Inflammatory Pro-Israel Posters Pop Up on Campus — Are They Islamophobic?
A row over Israel on campus is as predictable as the fall of autumn leaves, and it’s no different this season. Fliers accusing pro-Palestinian students of being anti-Semitic have cropped at numerous colleges in October — including the University of Chicago, Tufts University, Brooklyn College and Berkeley — and have been claimed by the David Horowitz Freedom Center, a rightwing organization labeled a hate group by the Southern Poverty Law Center.
“Do you want to show your support for Hamas terrorists whose stated goal whose stated goal is the elimination of the Jewish people and the Jewish state? Join us!

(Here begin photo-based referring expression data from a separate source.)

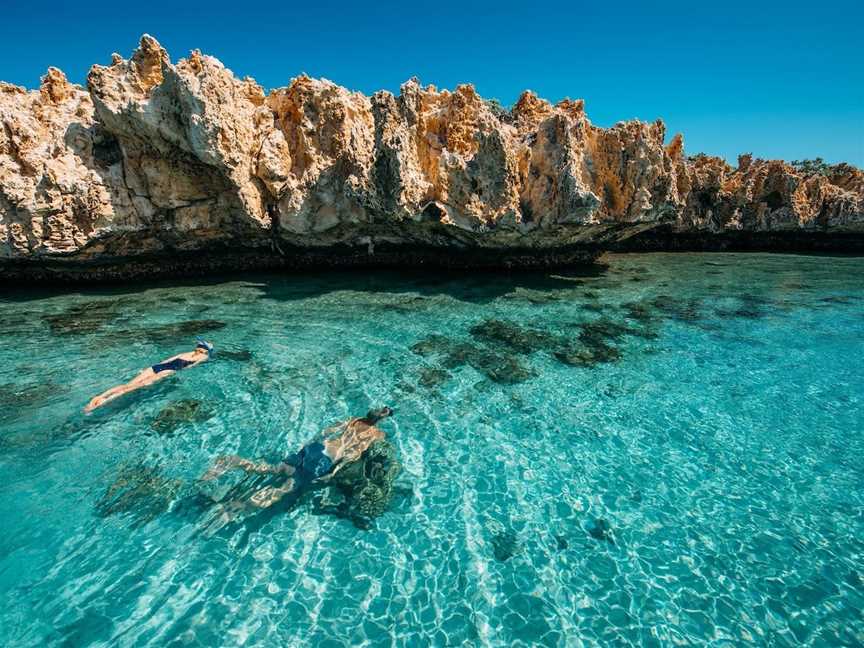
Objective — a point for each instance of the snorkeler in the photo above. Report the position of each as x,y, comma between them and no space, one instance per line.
315,462
154,374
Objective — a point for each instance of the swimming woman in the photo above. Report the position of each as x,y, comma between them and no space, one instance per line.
157,372
315,462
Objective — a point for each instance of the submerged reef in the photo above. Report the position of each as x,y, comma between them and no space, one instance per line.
161,168
140,491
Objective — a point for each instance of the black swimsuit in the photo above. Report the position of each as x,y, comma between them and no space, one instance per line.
172,365
309,463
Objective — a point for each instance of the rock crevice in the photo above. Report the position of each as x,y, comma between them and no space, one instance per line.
154,157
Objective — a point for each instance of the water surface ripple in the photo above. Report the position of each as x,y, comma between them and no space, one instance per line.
665,452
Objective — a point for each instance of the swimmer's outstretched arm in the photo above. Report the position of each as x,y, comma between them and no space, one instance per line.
225,463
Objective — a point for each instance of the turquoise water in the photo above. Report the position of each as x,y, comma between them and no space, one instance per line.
668,451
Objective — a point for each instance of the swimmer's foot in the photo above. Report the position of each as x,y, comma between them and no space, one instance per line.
93,404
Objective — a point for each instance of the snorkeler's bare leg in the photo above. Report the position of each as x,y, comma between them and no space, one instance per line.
107,396
225,463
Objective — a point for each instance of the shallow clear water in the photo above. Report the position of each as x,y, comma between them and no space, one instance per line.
668,451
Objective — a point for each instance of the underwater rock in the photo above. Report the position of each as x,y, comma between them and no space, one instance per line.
239,355
180,412
588,356
685,310
180,330
601,331
82,318
600,529
432,345
431,377
368,483
139,490
519,338
639,311
499,368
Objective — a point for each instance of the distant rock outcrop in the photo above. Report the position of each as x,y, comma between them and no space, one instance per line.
159,167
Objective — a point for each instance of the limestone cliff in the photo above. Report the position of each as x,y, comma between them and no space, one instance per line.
158,166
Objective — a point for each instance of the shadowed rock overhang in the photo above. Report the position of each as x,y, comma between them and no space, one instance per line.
161,168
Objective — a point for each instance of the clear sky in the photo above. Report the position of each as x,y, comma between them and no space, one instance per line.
780,79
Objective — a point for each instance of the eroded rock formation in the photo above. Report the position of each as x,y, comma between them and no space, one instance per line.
174,163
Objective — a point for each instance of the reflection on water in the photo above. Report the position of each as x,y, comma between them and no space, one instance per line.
665,450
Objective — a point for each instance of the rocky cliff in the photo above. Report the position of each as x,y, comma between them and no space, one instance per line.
158,167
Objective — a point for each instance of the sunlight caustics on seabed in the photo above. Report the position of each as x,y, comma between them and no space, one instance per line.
666,450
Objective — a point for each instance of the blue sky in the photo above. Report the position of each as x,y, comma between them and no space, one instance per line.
780,79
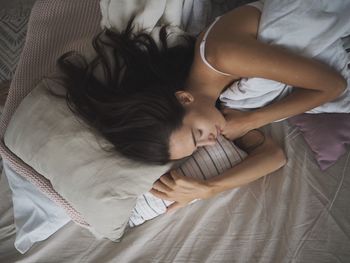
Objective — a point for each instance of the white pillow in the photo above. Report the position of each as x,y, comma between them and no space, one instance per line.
205,163
101,185
36,216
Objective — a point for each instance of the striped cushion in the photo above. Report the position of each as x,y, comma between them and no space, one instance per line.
207,162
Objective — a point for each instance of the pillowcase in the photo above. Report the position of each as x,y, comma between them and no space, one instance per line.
36,216
327,134
103,186
206,162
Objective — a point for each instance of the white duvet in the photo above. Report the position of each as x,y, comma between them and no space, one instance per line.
313,28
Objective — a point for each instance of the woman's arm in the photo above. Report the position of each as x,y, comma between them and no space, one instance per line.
264,157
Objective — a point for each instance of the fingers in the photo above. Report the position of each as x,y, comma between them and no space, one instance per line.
160,195
167,180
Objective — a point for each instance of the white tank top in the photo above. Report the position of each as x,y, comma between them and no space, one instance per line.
259,5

Students for Justice in Palestine at Tufts University.” read one flier procured by the Tufts Daily. It also featured a Palestinian militant wrapped in a keffiyeh, or traditional headscarf and toting a machine gun.

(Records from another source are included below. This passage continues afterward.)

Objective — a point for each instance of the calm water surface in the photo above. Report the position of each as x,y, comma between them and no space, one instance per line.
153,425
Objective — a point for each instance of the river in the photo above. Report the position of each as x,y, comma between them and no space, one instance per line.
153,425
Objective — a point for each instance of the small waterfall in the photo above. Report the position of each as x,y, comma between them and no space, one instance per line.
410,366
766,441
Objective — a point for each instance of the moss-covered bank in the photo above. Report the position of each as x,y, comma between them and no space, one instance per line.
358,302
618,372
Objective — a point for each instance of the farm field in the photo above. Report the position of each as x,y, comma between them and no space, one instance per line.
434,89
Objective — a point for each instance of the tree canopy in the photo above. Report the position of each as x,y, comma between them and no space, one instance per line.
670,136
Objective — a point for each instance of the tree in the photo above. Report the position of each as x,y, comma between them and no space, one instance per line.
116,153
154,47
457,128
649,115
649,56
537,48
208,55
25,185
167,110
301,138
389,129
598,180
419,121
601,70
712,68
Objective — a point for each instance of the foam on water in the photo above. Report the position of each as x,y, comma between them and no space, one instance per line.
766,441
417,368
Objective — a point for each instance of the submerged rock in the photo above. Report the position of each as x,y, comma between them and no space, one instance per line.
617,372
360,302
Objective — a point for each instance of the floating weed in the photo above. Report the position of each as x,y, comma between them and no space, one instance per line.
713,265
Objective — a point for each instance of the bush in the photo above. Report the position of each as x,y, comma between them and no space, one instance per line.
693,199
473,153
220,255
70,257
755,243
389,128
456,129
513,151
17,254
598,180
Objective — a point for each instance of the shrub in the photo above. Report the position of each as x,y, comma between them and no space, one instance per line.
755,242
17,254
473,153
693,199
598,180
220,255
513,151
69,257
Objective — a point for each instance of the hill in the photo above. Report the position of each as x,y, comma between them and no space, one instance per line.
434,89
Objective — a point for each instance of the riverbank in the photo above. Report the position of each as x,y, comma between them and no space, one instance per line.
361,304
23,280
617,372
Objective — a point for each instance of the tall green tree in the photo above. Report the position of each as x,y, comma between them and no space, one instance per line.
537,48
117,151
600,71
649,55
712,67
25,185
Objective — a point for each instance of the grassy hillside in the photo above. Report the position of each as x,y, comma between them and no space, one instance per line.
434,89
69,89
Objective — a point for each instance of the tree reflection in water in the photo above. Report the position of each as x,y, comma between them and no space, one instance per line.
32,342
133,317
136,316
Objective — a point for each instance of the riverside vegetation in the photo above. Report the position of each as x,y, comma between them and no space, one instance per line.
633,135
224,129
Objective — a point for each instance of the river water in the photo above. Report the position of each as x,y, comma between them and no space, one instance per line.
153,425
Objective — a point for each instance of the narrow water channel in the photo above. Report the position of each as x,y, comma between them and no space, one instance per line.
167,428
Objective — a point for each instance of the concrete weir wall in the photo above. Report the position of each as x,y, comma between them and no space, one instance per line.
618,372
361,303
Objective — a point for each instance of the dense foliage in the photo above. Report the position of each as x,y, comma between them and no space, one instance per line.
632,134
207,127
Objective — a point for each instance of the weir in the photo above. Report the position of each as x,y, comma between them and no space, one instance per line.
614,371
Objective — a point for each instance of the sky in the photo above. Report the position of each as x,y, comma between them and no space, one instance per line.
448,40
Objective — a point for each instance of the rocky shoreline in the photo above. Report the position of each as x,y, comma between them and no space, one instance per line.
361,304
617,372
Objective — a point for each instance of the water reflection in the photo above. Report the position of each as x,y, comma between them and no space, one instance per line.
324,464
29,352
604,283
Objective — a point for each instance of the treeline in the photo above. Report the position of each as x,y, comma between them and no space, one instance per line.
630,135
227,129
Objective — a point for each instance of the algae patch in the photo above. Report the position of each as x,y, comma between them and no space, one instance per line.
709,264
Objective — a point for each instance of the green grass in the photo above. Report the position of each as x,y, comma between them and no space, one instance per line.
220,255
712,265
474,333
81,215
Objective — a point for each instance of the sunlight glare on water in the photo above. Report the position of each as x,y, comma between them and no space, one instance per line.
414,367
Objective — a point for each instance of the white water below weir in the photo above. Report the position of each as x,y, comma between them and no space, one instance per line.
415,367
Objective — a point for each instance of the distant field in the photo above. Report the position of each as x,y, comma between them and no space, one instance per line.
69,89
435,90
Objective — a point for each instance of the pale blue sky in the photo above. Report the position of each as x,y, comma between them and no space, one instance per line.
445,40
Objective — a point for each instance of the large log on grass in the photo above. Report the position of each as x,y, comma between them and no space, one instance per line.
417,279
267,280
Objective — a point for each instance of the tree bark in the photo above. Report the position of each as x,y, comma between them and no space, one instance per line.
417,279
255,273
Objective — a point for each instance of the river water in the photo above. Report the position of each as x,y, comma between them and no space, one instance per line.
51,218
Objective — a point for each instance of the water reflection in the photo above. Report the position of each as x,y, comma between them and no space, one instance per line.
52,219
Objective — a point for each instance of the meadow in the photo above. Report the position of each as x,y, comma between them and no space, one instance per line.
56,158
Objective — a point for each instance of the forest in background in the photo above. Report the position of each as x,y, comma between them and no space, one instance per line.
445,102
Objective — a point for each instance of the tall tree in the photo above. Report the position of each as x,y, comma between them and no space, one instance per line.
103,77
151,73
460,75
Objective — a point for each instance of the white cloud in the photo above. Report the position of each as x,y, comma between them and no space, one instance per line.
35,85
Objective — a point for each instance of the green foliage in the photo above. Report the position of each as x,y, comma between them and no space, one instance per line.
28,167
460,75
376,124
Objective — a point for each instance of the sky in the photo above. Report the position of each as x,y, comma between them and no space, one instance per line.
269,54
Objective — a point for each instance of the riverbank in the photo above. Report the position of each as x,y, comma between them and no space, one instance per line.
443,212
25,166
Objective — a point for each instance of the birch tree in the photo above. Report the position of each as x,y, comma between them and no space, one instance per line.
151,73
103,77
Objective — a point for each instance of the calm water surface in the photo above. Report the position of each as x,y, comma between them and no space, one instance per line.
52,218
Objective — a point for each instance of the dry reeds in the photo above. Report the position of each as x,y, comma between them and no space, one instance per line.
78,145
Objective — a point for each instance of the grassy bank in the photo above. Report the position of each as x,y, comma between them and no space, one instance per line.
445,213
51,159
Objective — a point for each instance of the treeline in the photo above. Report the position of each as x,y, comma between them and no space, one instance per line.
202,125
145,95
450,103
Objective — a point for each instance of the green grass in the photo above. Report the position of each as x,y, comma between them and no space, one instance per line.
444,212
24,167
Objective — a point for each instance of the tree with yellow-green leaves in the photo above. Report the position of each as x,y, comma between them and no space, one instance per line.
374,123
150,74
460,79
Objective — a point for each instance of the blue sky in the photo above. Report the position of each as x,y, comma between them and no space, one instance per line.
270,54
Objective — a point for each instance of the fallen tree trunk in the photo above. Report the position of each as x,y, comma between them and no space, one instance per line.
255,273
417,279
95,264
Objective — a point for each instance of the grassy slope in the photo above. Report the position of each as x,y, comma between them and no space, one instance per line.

Other posters included specific callouts to individual faculty and students, accusing them of collaboration with jihadists. According to the anti-Zionist site Electronic Intifada, a flier at San Francisco State University labeled one professor “a leader of the Hamas BDS campaign,” while one at Berkeley said that a professor was a “supporter of Hamas terrorists” and an “Islamophobia alarmist.”
Most of the posters featured the slogan #Jewhatred and directed people to the Freedom Center’s Web site. Horowitz’s organization has been termed a hate group by the Southern Poverty Law Center, which has described Horowitz as “a driving force of the anti-Muslim, anti-immigrant, and anti-black movements.”
According to Electronic Intifada, the current poster campaign was preceded by a smaller episode last spring at the University of California–Los Angeles, where the group circulated similar fliers.
Critics of the posters — both campus administrators and others — have said they create an atmosphere of fear.
“This is not an issue of free speech; this is bullying behavior that is unacceptable and will not be tolerated on our campus,” Leslie Wong, the president of San Francisco State, said in a comment run by Electronic Intifada.
Joanne Barker, a professor at the university, told the Web site that her school “should be contacting federal and state authorities to investigate this incident as a hate crime.”
Recently, some rightwing Israel advocates have adopted more hard-nosed tactics intended to publicly shame and sanction their perceived enemies. Created last year, one such effort, the Canary Mission, has compiled dossiers on hundreds of students and faculty that it sees as anti-Israel or anti-Semitic – often conflating the two. Another new organization, the Amcha Initiative, has an “anti-Semitism tracker” on its Web site that puts calls for boycotts, divestment, and sanctions against the Jewish state (BDS) in the same category as Jew-hatred.
This also comes on the heels of a controversy at Berkeley, where students and faculty clashed with one another over a course that presented Zionism as a “settler colonialist” movement.